A scheme was announced locally in August 1914 to set up in Oxshott a rifle club or civilian guard, for men outside the normal recruiting age. This would allow them to train in the use of rifles. The Oxshott Men’s Club contributed £5 to this, only to find a year later it had to take over the running of the Miniature Rifle Club. Once involved, the Club Committee set about creating rules to run the Rifle Club and control the rifle range. Cartridges were purchased, as was cordite, which was to light the range for evening use. Unfortunately as soon as it had been bought, blackout regulations were introduced due to air raids and so a ban was introduced to prevent the use of outside lighting after sunset! The range was in what is now the Oxshott Village Sports Club, within the ground, and railway sleepers were used to form the bunkers. It had its own pavilion, which was later rented to the Sports Club for use by the football and cricket clubs.

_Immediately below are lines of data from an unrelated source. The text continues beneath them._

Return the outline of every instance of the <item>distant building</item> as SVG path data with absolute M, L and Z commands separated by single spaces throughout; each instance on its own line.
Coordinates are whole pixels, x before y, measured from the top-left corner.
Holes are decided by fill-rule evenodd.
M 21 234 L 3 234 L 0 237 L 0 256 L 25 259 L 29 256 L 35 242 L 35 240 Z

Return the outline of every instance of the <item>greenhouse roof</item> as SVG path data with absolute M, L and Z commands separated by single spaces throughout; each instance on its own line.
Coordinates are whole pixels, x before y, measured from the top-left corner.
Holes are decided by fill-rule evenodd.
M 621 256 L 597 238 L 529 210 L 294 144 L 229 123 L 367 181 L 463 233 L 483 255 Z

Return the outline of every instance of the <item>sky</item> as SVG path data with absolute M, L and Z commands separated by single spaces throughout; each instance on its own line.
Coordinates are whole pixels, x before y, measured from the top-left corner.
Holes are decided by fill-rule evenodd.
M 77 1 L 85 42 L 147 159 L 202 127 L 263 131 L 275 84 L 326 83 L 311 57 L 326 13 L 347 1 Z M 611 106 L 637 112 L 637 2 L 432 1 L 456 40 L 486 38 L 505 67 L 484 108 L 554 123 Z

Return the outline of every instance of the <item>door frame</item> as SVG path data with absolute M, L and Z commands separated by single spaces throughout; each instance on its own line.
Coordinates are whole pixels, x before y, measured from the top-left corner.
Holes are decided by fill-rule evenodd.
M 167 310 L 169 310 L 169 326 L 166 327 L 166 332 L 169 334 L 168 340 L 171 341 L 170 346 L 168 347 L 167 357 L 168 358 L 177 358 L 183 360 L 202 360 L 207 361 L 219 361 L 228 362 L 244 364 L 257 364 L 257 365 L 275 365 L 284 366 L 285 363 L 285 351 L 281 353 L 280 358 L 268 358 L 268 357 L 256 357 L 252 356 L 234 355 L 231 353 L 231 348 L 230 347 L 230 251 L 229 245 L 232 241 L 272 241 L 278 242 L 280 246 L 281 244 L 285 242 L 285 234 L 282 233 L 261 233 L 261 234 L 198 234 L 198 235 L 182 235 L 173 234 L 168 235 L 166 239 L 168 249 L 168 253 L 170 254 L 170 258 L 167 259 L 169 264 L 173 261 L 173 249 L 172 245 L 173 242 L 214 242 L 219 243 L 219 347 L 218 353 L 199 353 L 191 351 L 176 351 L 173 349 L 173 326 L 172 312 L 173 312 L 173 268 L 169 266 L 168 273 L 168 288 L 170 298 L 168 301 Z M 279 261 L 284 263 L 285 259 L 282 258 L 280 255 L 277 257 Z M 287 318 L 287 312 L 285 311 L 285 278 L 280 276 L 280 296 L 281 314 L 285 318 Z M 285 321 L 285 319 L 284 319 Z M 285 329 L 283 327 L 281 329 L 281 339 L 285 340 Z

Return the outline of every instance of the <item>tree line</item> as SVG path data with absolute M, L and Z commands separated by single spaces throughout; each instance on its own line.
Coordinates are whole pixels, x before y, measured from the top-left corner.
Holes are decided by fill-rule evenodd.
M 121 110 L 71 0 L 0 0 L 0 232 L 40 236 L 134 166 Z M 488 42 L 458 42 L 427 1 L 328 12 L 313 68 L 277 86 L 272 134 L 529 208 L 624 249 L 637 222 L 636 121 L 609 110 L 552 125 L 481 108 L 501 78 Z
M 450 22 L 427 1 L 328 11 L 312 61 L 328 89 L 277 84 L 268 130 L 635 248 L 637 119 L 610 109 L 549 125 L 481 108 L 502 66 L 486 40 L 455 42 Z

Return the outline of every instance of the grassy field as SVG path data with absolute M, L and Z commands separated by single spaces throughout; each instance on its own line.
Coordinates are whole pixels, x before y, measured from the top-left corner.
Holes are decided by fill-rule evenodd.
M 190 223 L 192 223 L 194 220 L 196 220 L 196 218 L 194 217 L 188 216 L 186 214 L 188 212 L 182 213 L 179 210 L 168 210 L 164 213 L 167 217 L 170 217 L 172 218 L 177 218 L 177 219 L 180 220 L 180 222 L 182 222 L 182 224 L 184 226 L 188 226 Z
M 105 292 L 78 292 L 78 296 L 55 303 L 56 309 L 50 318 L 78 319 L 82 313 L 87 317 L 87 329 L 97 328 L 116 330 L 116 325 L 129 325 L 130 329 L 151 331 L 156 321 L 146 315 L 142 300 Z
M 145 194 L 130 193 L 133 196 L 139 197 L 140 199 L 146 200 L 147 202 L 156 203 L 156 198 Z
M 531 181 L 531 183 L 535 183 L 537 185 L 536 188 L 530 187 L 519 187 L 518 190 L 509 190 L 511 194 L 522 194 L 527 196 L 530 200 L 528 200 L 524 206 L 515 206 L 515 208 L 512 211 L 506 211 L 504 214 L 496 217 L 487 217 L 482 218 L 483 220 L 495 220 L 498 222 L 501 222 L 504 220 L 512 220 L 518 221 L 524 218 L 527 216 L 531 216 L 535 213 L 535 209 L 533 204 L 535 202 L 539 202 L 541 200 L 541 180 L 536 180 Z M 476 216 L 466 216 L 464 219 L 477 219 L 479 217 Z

The Rifle Club continued throughout the war and was finally wound up in 1919 when its assets were sold. It had 6 rifles and these were offered to Downside Rifle Club at 15 shillings (75p) each. The rifles were eventually auctioned off to Club members for just a few shillings each, as they weren’t wanted by Cobham Rifle Cub either.
Taken from One Hundred Years of The Oxshott Club – 1907-2007 – A History, by Mike Crute (The Oxshott Club, 2007).